今季もクローザーとして9回のマウンドを託される栗林良吏(今年の春季キャンプで撮影)

◆真価が問われる守護神・栗林

 次に今季も開幕からストッパーを務める栗林良吏ですが、オープン戦から開幕直後の投球を見ていると、やや彼本来の球が投げ切れていない印象があります。

 昨季は、走者がいない場面では足を上げて、しっかりと『タメ』を作ってから投げていました。

 今年については、ほとんどクイックモーションで投げています。まずは試合の中で結果を出しながらだと思いますが、今後どのタイミングで、彼本来のゆったりとした『タメ』を作ったモーションに戻すのかは気になるところです。

 昨年の栗林の成績はほぼ完璧な投球で神がかり的でした。しかし今季、4月2日の中日戦(バンテリンドーム)では打たれて敗戦投手になってしまいました。
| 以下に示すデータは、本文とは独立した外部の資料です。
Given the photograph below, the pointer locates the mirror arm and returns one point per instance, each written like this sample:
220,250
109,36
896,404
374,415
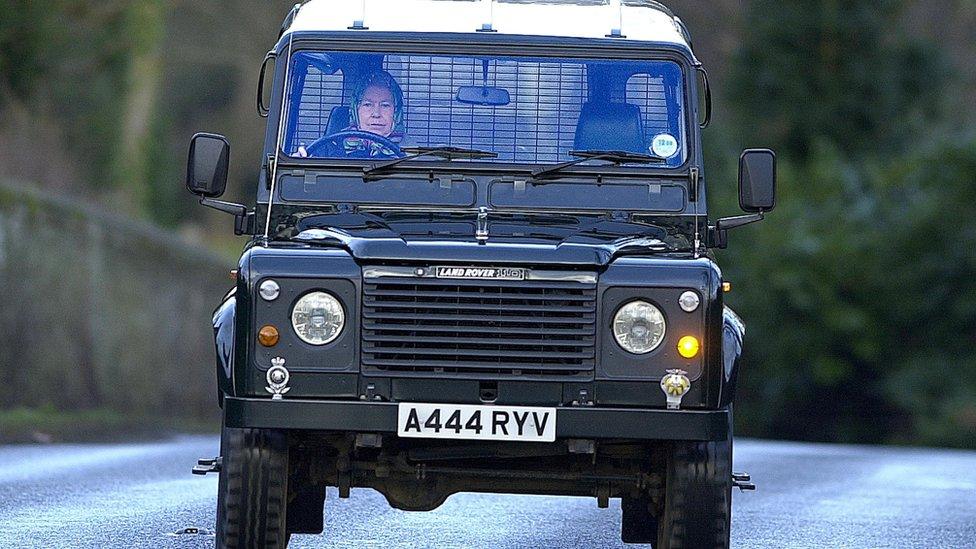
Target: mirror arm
726,223
229,207
718,234
243,219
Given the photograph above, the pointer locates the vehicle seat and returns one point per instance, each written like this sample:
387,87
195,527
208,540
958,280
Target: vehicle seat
610,126
338,120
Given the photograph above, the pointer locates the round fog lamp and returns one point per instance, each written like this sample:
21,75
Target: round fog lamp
689,301
638,327
318,318
688,346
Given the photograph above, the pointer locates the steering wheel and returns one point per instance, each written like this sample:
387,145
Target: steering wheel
331,145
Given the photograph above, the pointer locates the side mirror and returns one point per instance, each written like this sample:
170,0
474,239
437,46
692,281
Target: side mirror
757,180
206,167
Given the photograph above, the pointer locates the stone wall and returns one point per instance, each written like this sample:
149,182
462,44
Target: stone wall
99,312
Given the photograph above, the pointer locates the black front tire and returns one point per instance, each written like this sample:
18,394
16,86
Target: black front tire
252,496
698,495
638,523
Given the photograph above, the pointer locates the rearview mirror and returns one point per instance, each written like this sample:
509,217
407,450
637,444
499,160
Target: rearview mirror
486,96
757,180
206,167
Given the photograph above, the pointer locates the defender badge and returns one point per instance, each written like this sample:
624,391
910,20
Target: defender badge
277,378
675,385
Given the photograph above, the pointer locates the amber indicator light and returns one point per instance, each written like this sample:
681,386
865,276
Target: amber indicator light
688,346
268,336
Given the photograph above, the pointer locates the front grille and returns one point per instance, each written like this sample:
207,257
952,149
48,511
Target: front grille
479,328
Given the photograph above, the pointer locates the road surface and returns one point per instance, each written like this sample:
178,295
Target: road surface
809,495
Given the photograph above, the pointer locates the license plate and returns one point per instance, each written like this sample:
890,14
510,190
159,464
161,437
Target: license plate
476,422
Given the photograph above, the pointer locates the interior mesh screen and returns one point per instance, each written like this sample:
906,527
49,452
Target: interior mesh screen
539,123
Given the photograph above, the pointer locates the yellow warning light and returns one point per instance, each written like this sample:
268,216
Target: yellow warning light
268,336
688,346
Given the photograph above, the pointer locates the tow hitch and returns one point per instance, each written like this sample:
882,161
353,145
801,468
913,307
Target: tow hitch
205,466
742,481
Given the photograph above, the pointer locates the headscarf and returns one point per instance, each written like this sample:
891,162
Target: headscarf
379,79
354,145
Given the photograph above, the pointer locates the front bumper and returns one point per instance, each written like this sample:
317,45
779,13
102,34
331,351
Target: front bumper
571,422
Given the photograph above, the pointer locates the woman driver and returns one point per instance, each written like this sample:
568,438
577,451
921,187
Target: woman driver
376,107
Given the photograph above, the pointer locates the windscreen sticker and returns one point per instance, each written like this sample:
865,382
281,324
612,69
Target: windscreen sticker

今年はそういうこともある年だと思っていますし、シーズントータルの成績で見てほしいですね。

 彼の信頼できるところは、たとえサヨナラ負けをしたとしても、次の試合ではしっかりと抑え、続けて同じ失敗をしないことです。そういう意味では、4月5日のセーブ成功は彼自身にとっても、大きな意味を持つセーブになったのではないでしょうか。

 栗林のクローザーとしての責任感や、「やるべきことをきっちりとやれる」という点は、評価をして良い部分だと思います。